Bank Of England Governor Cools Rate Rise Talk
The governor of the Bank of England has moved to cool speculation he will trigger a base interest rate rise sooner rather than later.
Mark Carney told the Treasury Select Committee (TSC) that there is additional spare capacity in the UK labour market that can be absorbed before the rate, used as a benchmark for home loans and saving, is increased.
He stressed that the timing of any rate rise is not as important as the fact any increase in the base rate will be "limited and gradual".
The pound strengthened on foreign currency markets, up against both the dollar and euro in late morning trades.
Mr Carney also stressed the importance of real wage growth to the recovery, saying "wage data is still softer than expected", adding that the latest data was giving the impression that a pick up in earnings growth could be imminent.
He told the committee that he expects the base rate, in five years' time, to be "materially below" the historic average of 5%. It currently sits at a historic low of 0.5%.

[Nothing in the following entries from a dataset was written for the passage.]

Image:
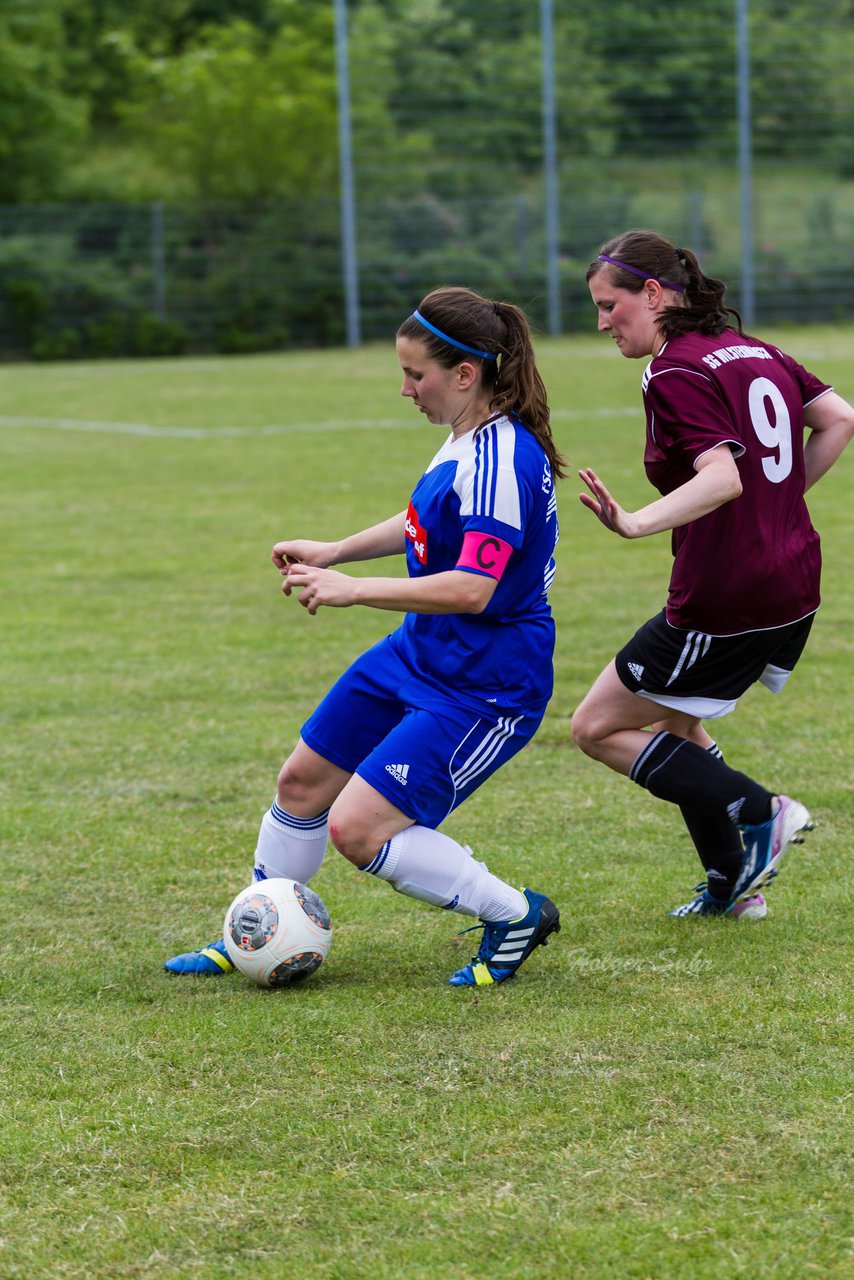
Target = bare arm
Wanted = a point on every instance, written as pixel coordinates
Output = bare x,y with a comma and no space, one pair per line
384,539
716,483
831,425
451,592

TSC member and Labour MP Pat McFadden said the bank's shifting position on rates was like an "unreliable boyfriend - one day hot, one day cold".
In recent days Mr Carney has hinted that a rate rise may occur in coming months. Many analysts expected a rise before the end of 2014.
Deputy governor Charlie Bean also told MPs that all of the bank's Monetary Policy Committee members were struck by the markets' high degree of certainty before June 12's Mansion House speeches, where hints on a rise were given.
Mr Carney's TSC comments come as new figures have been released showing the impact of the Mortgage Market Review rules starting to bite.
The sector most affected has been those trying to get a better deal with current providers or swapping to another lender for a more competitive rate.
The number of homeowners re-mortgaging their properties has dropped 11% in a month, according to the British Bankers' Association (BBA).
It said approved re-mortgages in May reached 18,206, down 11% on April's figure of 20,448.
The BBA said that in comparison, the number of house purchase mortgages remained virtually flat in May, at 41,757.
On Monday, big homebuilders and property management firms were hit as investors started to shift out of the sector, fearing a slowdown in construction.